Quotes of the EUR/USD pair resumed the upward movement and overcame a new downward trend on the hourly timeframe over the past day, built at the highs of March 27 and May 1. In addition, the quotes of the pair ideally worked out the April 19 high at 1.0990, which is also the upper boundary of the side channel of 1.0750-1.0990, in which the pair has been trading in recent weeks. Thus, from current positions, a downward movement can begin with targets near the lower boundary of the channel, near the 1.0750 level. However, the key condition for executing this option is to not overcome the area of 1.0990-1.1008. If traders succeed in pushing this area, then the pair will be able to move to form a new upward trend with targets near the March 27 high at 1.1147.
We see a confident upward trend that continues on the 15-minute timeframe, judging by the two channels of linear regression. The lowest linear regression channel made an attempt to turn down yesterday, but the bulls today began to attack with renewed vigor and held the initiative in their hands. Turning the lower channel down will indicate the end of the upward trend in the short term, we also continue to monitor the pair’s behavior near the area of 1.0990-1.1008.
The latest COT report dated May 12 showed a new decrease in the number of buy and sell transactions among large traders, by 4,781 and by 3,554. Thus, the general mood of large traders remains bullish (the total number of purchase transactions is higher, 549,000-521,000), in addition to this, traders still managed to stay above the trend line on the 4-hour timeframe. Also, purchase positions increased among entities engaged in professional activities in the foreign exchange market (+4569 purchase transactions). Thus, the euro can continue to grow for some time, which we see this week.
As for the fundamental background, it is almost neutral for the pair. There is still a lot of news coming from both the European Union and the United States. Many of them are of great importance for the future of both countries, for their economies. However, traders continue to ignore current macroeconomic reports; therefore, the mood of traders and their preferences are in no way connected with the macroeconomic background.
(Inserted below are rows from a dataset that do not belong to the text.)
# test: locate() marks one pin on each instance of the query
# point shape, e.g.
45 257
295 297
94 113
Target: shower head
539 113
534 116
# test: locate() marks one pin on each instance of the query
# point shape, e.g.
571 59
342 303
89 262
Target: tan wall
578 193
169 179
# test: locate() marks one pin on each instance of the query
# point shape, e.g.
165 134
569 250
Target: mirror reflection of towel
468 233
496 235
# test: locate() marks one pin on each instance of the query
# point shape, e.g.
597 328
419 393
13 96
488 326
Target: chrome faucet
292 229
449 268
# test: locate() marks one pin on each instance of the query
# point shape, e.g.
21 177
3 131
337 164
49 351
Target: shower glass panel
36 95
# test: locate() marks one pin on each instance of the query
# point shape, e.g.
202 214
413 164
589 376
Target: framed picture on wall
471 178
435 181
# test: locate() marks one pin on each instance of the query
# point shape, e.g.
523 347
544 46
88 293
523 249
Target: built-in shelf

And the fundamental background is now so ambiguous that it is difficult to interpret in anyone else’s favor. On Thursday, May 21, we recommend that you pay attention to the next report on applications for unemployment benefits in the United States. According to expert forecasts, this indicator may again grow by several million, which will indicate a continued trend of rising unemployment overseas and, accordingly, may create additional pressure on the dollar, which, incidentally, will contradict the current technical picture.
Based on the foregoing, we have two trading ideas for May 21:
1) It is possible for quotes to grow if the resistance range of 1.0990-1.1008 is overcome, which consists of two corresponding levels. This will mean that the pair has left the side channel and is ready to form an upward trend with the first goal, the March 27 high at 1.1147. Potential to take profit in this case will be about 140 points.
2) The second option – bearish – is more likely. It is advised to sell euro from the resistance area of 1.0990-1.1008, not forgetting about the Stop Loss in case the bulls still continue to push the pair up. If a rebound occurs, the pair will begin to move downward, which we advise traders to practice, with targets at the 1.0952 level, the Kijun-sen line (1.0889), the Senkou Span B line (1.0846) and the upward trend line (1 , 0810). Potential to take profit in executing this scenario will be from 35 to 180 points.